There are a total of $\binom{n-t-1}{t}$ parts in this partitioning. To see this, we let $x_{2i} - i = d_i, \;\;i=1,\dotsc,t$. We must have that $x_{2i} \geq x_{2(i-1)}+2$, and $x_{2i} \in \{2, \dotsc, n-1\}$. From these conditions, any set of $d_i$'s must satisfy $0 < d_1, < d_2, \dotsc, < d_t < n-t$. Clearly there are $\binom{n-t+1}{t}$ ways this inequality can be satisfied, which is equal to the number of parts.

For each part in the partition, indexed by $\mathbf{d} = \{d_1, \dotsc, d_t\}$ let the number of elements in that part be $c (\mathbf{d})$. We can show by a simple counting argument that

$$c (\mathbf{d}) = d_1(d_2-d_1)\dotsc,(d_t - d_{t-1})(n-t-d_t),$$ which is the form of a vendermonde determinant.
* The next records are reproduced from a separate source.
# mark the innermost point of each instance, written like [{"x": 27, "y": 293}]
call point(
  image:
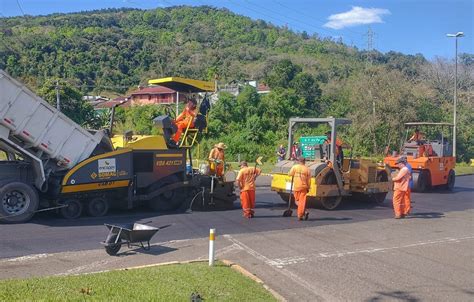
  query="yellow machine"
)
[
  {"x": 147, "y": 169},
  {"x": 331, "y": 181}
]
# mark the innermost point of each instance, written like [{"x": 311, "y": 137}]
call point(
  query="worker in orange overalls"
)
[
  {"x": 401, "y": 202},
  {"x": 301, "y": 184},
  {"x": 216, "y": 159},
  {"x": 184, "y": 119},
  {"x": 246, "y": 182}
]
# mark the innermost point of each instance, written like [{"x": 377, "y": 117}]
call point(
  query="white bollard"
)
[{"x": 212, "y": 236}]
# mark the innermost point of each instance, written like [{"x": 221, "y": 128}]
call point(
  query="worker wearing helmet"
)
[
  {"x": 401, "y": 183},
  {"x": 216, "y": 159},
  {"x": 410, "y": 187},
  {"x": 301, "y": 184},
  {"x": 185, "y": 119},
  {"x": 246, "y": 182}
]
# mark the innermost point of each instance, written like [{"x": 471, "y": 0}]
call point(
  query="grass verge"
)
[{"x": 161, "y": 283}]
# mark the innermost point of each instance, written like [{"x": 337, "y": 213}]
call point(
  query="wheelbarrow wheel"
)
[{"x": 113, "y": 248}]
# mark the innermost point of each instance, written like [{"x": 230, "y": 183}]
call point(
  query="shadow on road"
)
[
  {"x": 427, "y": 215},
  {"x": 154, "y": 250}
]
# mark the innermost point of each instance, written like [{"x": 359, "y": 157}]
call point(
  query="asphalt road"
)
[
  {"x": 49, "y": 234},
  {"x": 356, "y": 253}
]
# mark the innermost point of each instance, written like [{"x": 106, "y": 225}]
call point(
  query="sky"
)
[{"x": 407, "y": 26}]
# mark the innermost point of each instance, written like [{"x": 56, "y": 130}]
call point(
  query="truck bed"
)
[{"x": 36, "y": 126}]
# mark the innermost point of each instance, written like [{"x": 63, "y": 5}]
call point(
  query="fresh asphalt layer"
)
[{"x": 47, "y": 233}]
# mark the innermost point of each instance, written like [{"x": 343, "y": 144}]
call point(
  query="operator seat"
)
[{"x": 165, "y": 123}]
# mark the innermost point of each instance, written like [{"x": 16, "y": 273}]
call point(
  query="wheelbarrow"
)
[{"x": 131, "y": 234}]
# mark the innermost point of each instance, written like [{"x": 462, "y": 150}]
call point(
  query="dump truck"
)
[
  {"x": 52, "y": 162},
  {"x": 331, "y": 181},
  {"x": 430, "y": 157}
]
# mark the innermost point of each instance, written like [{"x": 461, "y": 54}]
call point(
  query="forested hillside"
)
[{"x": 116, "y": 50}]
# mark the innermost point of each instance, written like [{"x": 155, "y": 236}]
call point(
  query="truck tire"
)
[
  {"x": 98, "y": 207},
  {"x": 18, "y": 202},
  {"x": 73, "y": 209}
]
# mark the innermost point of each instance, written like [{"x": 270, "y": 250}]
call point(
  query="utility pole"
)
[
  {"x": 58, "y": 101},
  {"x": 370, "y": 40},
  {"x": 455, "y": 36}
]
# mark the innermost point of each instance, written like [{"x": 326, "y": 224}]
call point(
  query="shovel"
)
[{"x": 288, "y": 212}]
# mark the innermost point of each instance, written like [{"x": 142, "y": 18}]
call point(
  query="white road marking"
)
[
  {"x": 281, "y": 262},
  {"x": 298, "y": 280},
  {"x": 26, "y": 258}
]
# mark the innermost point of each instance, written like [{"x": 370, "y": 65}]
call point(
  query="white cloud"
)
[{"x": 356, "y": 16}]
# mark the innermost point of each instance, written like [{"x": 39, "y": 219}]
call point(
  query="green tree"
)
[{"x": 71, "y": 103}]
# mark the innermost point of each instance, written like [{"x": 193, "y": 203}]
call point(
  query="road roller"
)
[{"x": 333, "y": 177}]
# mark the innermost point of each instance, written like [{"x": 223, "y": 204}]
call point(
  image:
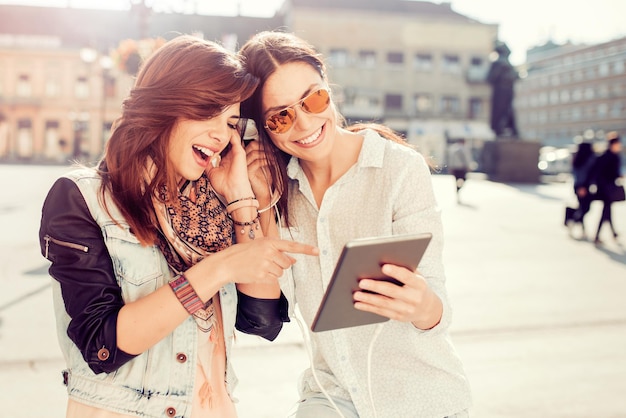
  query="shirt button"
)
[{"x": 103, "y": 354}]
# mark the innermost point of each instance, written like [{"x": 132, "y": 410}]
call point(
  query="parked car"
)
[{"x": 553, "y": 161}]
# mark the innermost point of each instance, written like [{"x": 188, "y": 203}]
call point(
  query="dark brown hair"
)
[
  {"x": 186, "y": 78},
  {"x": 261, "y": 56}
]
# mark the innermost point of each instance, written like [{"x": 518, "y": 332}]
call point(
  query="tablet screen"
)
[{"x": 363, "y": 258}]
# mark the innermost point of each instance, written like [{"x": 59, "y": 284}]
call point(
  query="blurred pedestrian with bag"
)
[
  {"x": 606, "y": 172},
  {"x": 582, "y": 165},
  {"x": 459, "y": 163}
]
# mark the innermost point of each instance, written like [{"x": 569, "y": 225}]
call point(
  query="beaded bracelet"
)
[
  {"x": 274, "y": 200},
  {"x": 253, "y": 224},
  {"x": 186, "y": 294}
]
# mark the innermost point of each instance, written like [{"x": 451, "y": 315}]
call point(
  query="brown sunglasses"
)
[{"x": 281, "y": 121}]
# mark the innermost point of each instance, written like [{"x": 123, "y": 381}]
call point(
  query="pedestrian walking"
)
[
  {"x": 606, "y": 171},
  {"x": 582, "y": 165},
  {"x": 460, "y": 162},
  {"x": 152, "y": 271},
  {"x": 337, "y": 184}
]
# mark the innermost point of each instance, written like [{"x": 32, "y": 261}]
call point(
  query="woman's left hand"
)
[
  {"x": 230, "y": 177},
  {"x": 258, "y": 172},
  {"x": 413, "y": 302}
]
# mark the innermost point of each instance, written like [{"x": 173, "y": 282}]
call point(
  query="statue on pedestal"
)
[{"x": 502, "y": 77}]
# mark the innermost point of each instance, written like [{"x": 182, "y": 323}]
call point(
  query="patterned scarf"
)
[{"x": 193, "y": 225}]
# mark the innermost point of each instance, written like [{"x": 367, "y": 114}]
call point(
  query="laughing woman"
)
[{"x": 152, "y": 272}]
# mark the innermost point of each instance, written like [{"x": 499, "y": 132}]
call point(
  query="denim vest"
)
[{"x": 158, "y": 382}]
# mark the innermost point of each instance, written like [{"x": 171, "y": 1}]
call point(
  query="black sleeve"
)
[
  {"x": 72, "y": 240},
  {"x": 262, "y": 317}
]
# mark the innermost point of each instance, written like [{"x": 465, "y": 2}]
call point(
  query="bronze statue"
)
[{"x": 502, "y": 77}]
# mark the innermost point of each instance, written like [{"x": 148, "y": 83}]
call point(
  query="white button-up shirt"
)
[{"x": 414, "y": 373}]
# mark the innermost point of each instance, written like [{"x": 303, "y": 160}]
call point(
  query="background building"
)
[
  {"x": 573, "y": 90},
  {"x": 417, "y": 66}
]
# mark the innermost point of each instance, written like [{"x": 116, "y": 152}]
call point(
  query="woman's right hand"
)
[{"x": 261, "y": 261}]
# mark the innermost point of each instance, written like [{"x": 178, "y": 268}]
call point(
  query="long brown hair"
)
[
  {"x": 186, "y": 78},
  {"x": 261, "y": 56}
]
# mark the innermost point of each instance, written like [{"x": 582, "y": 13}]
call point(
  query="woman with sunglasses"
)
[
  {"x": 337, "y": 184},
  {"x": 158, "y": 253}
]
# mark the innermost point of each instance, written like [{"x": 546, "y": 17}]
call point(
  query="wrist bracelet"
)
[
  {"x": 274, "y": 200},
  {"x": 253, "y": 224},
  {"x": 186, "y": 294}
]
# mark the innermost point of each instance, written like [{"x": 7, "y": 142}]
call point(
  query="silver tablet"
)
[{"x": 363, "y": 258}]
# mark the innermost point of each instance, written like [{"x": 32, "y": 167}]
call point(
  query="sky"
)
[{"x": 522, "y": 23}]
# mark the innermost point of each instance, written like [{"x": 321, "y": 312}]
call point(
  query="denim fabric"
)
[{"x": 155, "y": 380}]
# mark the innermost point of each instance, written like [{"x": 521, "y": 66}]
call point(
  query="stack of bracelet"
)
[{"x": 245, "y": 202}]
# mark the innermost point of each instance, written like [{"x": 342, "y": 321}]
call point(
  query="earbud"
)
[{"x": 215, "y": 160}]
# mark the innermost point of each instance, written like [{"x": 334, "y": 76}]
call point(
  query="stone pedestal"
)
[{"x": 512, "y": 160}]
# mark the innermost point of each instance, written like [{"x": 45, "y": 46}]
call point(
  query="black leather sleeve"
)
[
  {"x": 262, "y": 317},
  {"x": 72, "y": 240}
]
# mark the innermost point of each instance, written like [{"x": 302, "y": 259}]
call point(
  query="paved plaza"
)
[{"x": 539, "y": 316}]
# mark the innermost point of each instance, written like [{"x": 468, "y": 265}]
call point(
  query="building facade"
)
[
  {"x": 570, "y": 91},
  {"x": 417, "y": 66}
]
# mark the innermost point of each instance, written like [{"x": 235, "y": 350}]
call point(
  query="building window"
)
[
  {"x": 395, "y": 58},
  {"x": 423, "y": 103},
  {"x": 81, "y": 89},
  {"x": 449, "y": 105},
  {"x": 475, "y": 108},
  {"x": 24, "y": 138},
  {"x": 51, "y": 138},
  {"x": 423, "y": 62},
  {"x": 52, "y": 88},
  {"x": 393, "y": 101},
  {"x": 367, "y": 59},
  {"x": 109, "y": 86},
  {"x": 451, "y": 64},
  {"x": 338, "y": 57},
  {"x": 23, "y": 88}
]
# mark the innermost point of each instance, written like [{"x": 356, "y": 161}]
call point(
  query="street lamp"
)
[{"x": 106, "y": 63}]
My question is, if we let $p(\mathbf{d}) = \frac{c(\mathbf{d})}{\binom{n}{k}},$ is it possible to analytically calculate the following sum? $$\sum \limits_{0 < d_1 < \dotsc, < d_t<n-t} p(\mathbf{d})\log\left( p(\mathbf{d}) \right)$$

I've tried myself, but there doesn't seem to be any obvious way to do this. Furthermore, if there is no easy way to analytically compute this sum, is there an easy bound for it in terms of $n,k,t$? Obviously, there is the simple lower bound $-\log \left( \binom{n-t-1}{t}\right)$, but I'm wondering if there is anything better, which makes use of the structure, and not just the number of parts in the partition.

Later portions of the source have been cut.